12. The method of claim 1, further comprising: detecting at least
one sound effect object from the document, the at least one sound
effect object comprising an onomatopoetic word, a scenario word or
an action word; and selecting a corresponding sound effect for the
sound effect object.
13. A method for providing an audio file based on a plain text
document, comprising: obtaining the document; detecting at least
one utterance and at least one descriptive part from the document;
for each utterance in the at least one utterance: determining a
role corresponding to the utterance, and generating voice
corresponding to the utterance through a voice model corresponding
to the role; and generating voice corresponding to the at least one
descriptive part; and providing the audio file based on voice
corresponding to the at least one utterance and the voice
corresponding to the at least one descriptive part.

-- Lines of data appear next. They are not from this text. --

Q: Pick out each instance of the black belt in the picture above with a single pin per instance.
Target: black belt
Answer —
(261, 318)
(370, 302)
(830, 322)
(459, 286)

14. An apparatus for generating audio for a plain text document,
comprising: an utterance detecting module, for detecting at least a
first utterance from the document; a context information
determining module, for determining context information of the
first utterance from the document; a role determining module, for
determining a first role corresponding to the first utterance from
the context information of the first utterance; a role attribute
determining module, for determining attributes of the first role; a
voice model selecting module, for selecting a voice model
corresponding to the first role based at least on the attributes of
the first role; and a voice generating module, for generating voice
corresponding to the first utterance through the voice model.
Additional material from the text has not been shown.